The Rudd government’s plan, which was arrived at after exhaustive consultations with all stakeholders, will restore fairness and balance in the Australian workplace—held as a basic tenet for 100 years, since the Harvester decision in 1907. On commencement, the bill before us—the Workplace Relations Amendment (Transition to Forward with Fairness) Bill 2008—puts Australia on the path to restoring fairness in the workplace. It prevents the drafting of any new Australian workplace agreements.

The Senate inquiry heard that many AWAs were designed by management for application to all employees at a particular site without consultation and without any input from the employees. Their only involvement in the AWA was to add their signature. Well this legislation draws a line in the sand when it comes to these Australian workplace agreements, thousands of which stripped pay and conditions from employees under the previous government. It honours an election commitment and it recognises the will of the Australian people.
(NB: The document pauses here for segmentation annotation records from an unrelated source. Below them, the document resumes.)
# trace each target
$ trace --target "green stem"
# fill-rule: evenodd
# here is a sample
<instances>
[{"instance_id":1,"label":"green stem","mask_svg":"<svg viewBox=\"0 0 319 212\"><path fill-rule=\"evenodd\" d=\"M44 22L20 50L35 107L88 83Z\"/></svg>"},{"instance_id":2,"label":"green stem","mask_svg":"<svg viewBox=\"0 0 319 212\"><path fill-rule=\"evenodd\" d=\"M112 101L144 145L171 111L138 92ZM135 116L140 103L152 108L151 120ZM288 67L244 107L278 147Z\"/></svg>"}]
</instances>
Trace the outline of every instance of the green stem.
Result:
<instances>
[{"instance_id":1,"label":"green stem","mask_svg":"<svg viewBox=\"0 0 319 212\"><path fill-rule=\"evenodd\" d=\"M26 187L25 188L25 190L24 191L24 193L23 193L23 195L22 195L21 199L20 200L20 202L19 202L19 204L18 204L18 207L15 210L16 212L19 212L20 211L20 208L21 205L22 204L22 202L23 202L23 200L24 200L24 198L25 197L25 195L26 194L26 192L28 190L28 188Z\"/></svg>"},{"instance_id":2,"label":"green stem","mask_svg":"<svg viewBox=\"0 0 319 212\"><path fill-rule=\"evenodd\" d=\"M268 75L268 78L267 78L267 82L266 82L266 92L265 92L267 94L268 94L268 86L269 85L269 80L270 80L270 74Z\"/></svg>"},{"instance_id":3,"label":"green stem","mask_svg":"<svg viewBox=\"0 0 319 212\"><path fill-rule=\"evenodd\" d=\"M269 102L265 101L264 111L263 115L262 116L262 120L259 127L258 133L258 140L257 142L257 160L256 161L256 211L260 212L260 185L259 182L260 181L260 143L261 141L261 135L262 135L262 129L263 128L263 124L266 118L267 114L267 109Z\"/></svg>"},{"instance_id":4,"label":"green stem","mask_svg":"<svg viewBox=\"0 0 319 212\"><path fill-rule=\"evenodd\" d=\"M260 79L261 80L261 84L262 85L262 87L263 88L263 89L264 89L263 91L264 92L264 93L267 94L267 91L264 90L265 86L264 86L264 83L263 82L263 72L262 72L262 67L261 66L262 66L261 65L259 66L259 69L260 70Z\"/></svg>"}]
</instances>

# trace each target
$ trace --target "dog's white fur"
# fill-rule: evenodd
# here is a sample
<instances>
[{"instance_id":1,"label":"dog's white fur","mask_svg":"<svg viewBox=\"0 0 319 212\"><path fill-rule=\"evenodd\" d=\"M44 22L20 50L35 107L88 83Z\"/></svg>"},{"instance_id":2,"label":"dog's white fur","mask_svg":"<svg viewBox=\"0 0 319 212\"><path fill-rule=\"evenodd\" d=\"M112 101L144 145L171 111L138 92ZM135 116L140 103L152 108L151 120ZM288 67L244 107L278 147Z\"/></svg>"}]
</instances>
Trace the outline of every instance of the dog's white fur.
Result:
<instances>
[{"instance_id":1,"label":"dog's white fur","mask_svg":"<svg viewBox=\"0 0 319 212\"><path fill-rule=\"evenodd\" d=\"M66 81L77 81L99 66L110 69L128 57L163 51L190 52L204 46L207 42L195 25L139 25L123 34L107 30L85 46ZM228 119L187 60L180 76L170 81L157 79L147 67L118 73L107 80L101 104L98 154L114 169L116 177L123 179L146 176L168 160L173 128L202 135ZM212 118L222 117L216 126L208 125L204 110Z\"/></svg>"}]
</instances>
Indeed, the purpose of the government’s bill is to realise a major election commitment to establish the basis for a new, fair and flexible workplace relations system.

This bill is also designed to deliver sensible, manageable transitional arrangements as we move toward and look forward to that system. Certainly there is plenty of evidence that the Australian people are looking forward to regaining a sense of balance and fairness in their working lives. The Workplace Relations Amendment (Transition to Forward with Fairness) Bill 2008 also provides the framework necessary to start the process of award modernisation. The bill starts things off as the first element, with additional substantial legislation to be introduced later this year to ensure that this government’s fair, equitable and productive workplace relations systems will be ready to roll by 1 January 2010.

I have argued previously that Work Choices was not Labor’s idea of a fair go, and its scheme epitomised the arrogant disregard with which the former government perceived and, in reality, continues to perceive the men and women, and their families, who keep the wheels of industry and commerce turning in this country. It epitomised the arrogant disregard with which the former government viewed and continues to view vulnerable employees, including those just starting out in their working lives and those workers who may come from non-English-speaking backgrounds and their families too.

The proposals we are discussing represent a fully articulated and strategic plan, revealed at the earliest possible juncture, discussed constantly and openly, and unequivocally endorsed by a majority of the voters. I look forward to the progression of the Workplace Relations Amendment (Transition to Forward with Fairness) Bill 2008 through this place and endorse and commend its terms.